Amid a spate of measures being put in place by the Central Bank of Nigeria (CBN) to reduce pressure on the nation’s foreign exchange market, analysts from Coudros Securities have expressed confidence in the capacity of the apex bank to meet the forex demand with inflows from the recently issued Eurobond and the IMF’s Special Drawing Rights (SDR).
In its Weekly economic and market update titled: ‘Overview of markets in the week ended 18 February 2022,’ the securities company also stressed the need to attract more foreign portfolio investments to sustain liquidity inflow to the economy.
The analysts argued that the current low level of crude oil production has weakened foreign reserves accretion, a development which they said necessitated the implementation of policies that would encourage the inflow of foreign portfolio investments.
According to the report, “the CBN has enough supply to support the FX market over the short term, given inflows from the recently issued Eurobond and the IMF’s SDR.
“However, foreign inflows are paramount for sustained FX liquidity over the medium term, in line with our expectation that accretion to the reserves will be weak given that crude oil production levels remain pretty low.”
The report called for additional measures to attract FPIs, insisting that: “Thus, FPIs which have historically supported supply levels in the IEW (53.8% of FX inflows to the IEW in 2019FY) will be needed to sustain FX liquidity levels. Hence, we think (1) further adjustments in the NGN/USD peg closer to its fair value and (2) flexibility in the exchange rate would significantly attract foreign inflows back to the market.”
As of last week, Nigeria’s foreign reserves was $40.7 billion almost at the $42 billion thresholds set by the apex bank for mid-2022.
Last year, Nigeria was able to raise $4 billion through Eurobonds, which financial analysts described as a reflection of investors’ confidence in the economy.

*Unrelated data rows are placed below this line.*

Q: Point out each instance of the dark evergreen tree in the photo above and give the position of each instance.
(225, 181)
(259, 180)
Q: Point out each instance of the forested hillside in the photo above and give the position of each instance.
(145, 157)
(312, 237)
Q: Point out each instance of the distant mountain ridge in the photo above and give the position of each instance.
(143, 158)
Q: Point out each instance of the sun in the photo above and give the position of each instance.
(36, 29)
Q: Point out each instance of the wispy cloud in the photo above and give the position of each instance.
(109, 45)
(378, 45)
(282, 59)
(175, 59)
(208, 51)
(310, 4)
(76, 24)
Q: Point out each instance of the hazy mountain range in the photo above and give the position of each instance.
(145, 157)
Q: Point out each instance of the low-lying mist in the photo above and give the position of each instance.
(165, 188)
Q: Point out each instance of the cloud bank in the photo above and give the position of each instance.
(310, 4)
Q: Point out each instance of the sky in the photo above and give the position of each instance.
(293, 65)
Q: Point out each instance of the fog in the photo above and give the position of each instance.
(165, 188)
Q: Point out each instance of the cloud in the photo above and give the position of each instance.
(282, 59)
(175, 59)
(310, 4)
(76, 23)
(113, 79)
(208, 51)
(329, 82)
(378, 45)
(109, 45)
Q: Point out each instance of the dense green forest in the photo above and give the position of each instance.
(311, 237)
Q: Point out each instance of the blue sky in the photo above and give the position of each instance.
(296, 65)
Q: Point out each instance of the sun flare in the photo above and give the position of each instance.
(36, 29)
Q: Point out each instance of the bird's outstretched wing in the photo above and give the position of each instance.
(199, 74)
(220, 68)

The Debt Management Office (DMO) had in a statement explained that the Order Book peaked at $12.2 billion, which enabled the Federal Government of Nigeria (FGN) to raise $1 billion more than the $3 billion it initially announced.
The Eurobonds were issued in three tranches, details, namely seven years –,$1.25 billion at 6.125 per cent per annum; 12 years -$1.5 billion at 7.375 per cent per annum as well as 30 years -$1.25 billion at 8.25 per annum.
Also last year, the board of governors of the International Monetary Fund (IMF) had approved the allocation of $3.35 billion to Nigeria as part of a historic general allocation of Special Drawing Rights (SDRs) of the International Multilateral Institution.
SDRs are international reserve assets created by the IMF and allocated to members to supplement existing official reserves. Holdings of SDRs by an IMF member are recorded as an asset, while the allocation of SDRs is recorded as the incurrence of liability of the member receiving them.
Earlier this year, the CBN announced a new scheme to improve dollar supply, known as Bankers’ Committee “RT200 FX Programme”, which stands for the “Race to $200 billion in FX Repatriation.”
According to the Governor of CBN, Mr. Godwin Emefiele, “the RT200 FX Programme is a set of policies, plans and programmes for non-oil exports that will enable us to attain our lofty yet attainable goal of $200 billion in FX repatriation, exclusively from non-oil exports, over the next 3-5 years.”